Specific Approvals Voted Under the New Policy of No Gender Discrimination in Ordination
by AT News Team
Several local conferences in North America are preparing to conduct ordination services for women pastors in the next few weeks. The first could be as early as October 6 at the Loma Linda University Church, according to Spectrum, the journal of the largest organization of Seventh-day Adventist academics.
At constituency meetings this past summer both the Pacific Union Conference and the Columbia Union Conference voted by overwhelming majorities of delegates to end the practice of excluding women from ordination to the gospel ministry. On September 7 the Pacific Union executive committee voted routine approval of 16 candidates submitted by local conferences of which 14 are women. September 26 the Columbia Union executive committee will meet and it too has routine requests from local conferences that include women candidates.
At least three local conferences among the eight that make up the Columbia Union will have women who will be recommended for ordination, according to sources that talked to Adventist Today on condition of they not be identified. This executive committee has approved individual candidates for ordination who are women as long ago as a quarter century, but union officers asked the local conferences involved to hold off implementation at the request of the General Conference.
The voted taken by the Pacific Union executive committee was without debate or drama, but “tears and praise did come before the meeting was over” in reaction to the historic moment, according to a spokesman for the union conference was present. Some women who are near retirement have waited their entire careers as Adventist ministers for this to occur. Some younger candidates will be ordained at about the same point in their life that men serving as pastors have usually been ordained over the last 150 years.
“It is ironic that this has taken so long to come,” a veteran church administrator told Adventist Today. “Early Adventists had no problem with women serving as ministers and the most important cofounder of the denomination was a woman.

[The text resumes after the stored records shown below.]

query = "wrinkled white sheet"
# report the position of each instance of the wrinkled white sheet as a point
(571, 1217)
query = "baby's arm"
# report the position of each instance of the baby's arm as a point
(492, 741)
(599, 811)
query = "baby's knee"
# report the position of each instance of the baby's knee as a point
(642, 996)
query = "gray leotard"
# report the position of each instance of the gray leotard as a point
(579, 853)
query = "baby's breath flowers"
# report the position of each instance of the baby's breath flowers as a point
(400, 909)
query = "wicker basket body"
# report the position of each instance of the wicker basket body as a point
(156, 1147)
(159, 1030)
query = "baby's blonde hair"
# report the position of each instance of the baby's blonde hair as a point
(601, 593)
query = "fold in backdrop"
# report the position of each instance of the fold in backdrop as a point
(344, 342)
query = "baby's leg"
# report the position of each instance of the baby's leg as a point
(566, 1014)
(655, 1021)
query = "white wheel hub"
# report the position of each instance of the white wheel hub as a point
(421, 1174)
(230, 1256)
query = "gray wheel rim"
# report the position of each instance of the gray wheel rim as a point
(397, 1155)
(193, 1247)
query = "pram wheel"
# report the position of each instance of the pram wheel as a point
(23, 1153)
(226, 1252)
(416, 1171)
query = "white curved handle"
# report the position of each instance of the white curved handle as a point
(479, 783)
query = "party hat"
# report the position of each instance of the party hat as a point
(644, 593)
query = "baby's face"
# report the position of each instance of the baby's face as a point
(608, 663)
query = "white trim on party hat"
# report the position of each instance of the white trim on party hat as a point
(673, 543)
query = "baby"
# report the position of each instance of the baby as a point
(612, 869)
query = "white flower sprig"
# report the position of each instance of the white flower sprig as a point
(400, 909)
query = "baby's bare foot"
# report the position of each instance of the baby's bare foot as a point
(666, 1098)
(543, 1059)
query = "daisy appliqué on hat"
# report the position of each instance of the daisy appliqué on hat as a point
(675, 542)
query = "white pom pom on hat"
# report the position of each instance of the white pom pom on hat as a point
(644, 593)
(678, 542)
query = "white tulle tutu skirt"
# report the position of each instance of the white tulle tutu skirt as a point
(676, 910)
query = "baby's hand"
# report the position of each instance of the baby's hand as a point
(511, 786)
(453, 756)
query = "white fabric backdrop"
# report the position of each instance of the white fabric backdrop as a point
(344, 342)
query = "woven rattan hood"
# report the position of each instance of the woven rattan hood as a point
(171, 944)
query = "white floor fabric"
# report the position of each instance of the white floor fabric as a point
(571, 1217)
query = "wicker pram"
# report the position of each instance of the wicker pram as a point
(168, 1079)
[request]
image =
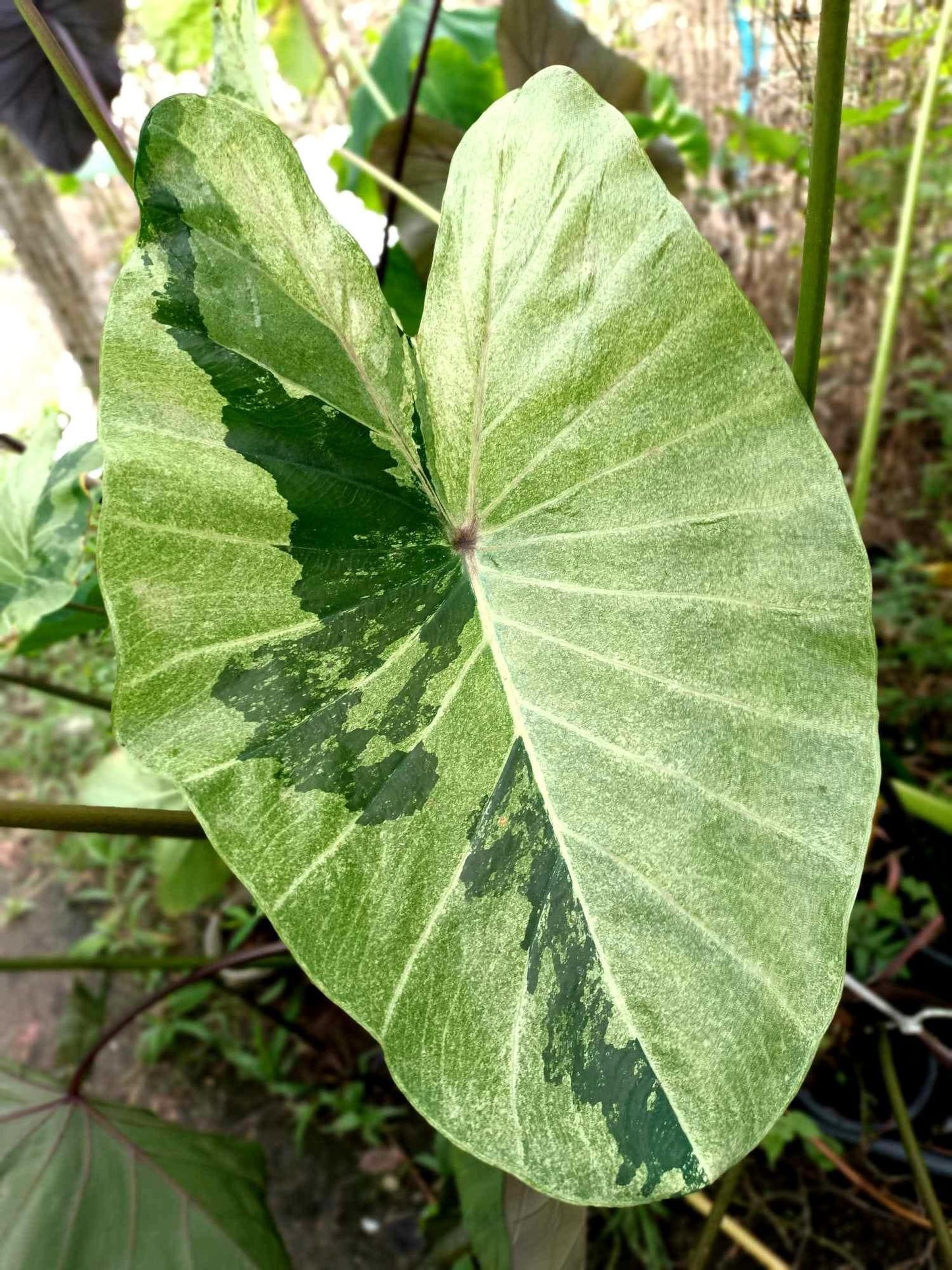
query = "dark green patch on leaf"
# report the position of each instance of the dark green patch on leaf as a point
(375, 568)
(513, 845)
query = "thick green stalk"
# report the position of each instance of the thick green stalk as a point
(142, 822)
(824, 149)
(55, 690)
(389, 183)
(75, 83)
(704, 1248)
(862, 474)
(920, 1174)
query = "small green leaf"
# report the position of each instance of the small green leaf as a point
(511, 1226)
(426, 171)
(43, 521)
(927, 807)
(538, 34)
(187, 873)
(181, 32)
(457, 88)
(535, 34)
(237, 70)
(393, 67)
(65, 623)
(768, 145)
(524, 674)
(93, 1185)
(298, 61)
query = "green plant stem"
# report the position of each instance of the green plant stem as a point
(356, 64)
(711, 1228)
(405, 134)
(920, 1174)
(862, 473)
(244, 956)
(86, 608)
(79, 88)
(53, 690)
(389, 183)
(120, 963)
(824, 149)
(75, 818)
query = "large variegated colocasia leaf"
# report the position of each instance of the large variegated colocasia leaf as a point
(538, 714)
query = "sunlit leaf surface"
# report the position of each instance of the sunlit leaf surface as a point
(531, 690)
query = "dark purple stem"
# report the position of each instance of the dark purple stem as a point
(403, 149)
(244, 956)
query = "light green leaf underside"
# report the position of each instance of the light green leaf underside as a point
(574, 823)
(43, 520)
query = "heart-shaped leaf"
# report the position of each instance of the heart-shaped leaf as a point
(43, 520)
(92, 1185)
(531, 690)
(34, 102)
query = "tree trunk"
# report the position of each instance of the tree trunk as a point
(50, 254)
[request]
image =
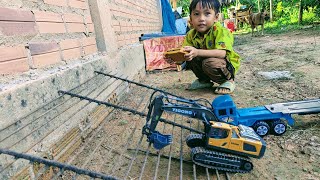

General Conference delegates evidently approved the concept in principle as early as 1881.” Because the General Conference has no control over the Seventh-day Adventist Church in China, the church there has been doing so since the 1980s, about the time that repeated studies of the topic began.
Since the 1990 General Conference Session in Indianapolis the denomination has been at an impasse on the issue, unable to come to a definitive position. Almost all of the Bible scholars in the denomination agree that Scripture does not prohibit ordaining women, yet delegates have repeatedly voted against it. Because the denomination’s Working Policy gives union conferences the authority to approve candidates for ordination, several of these units have decided to move ahead and bring an end to decades of indecision.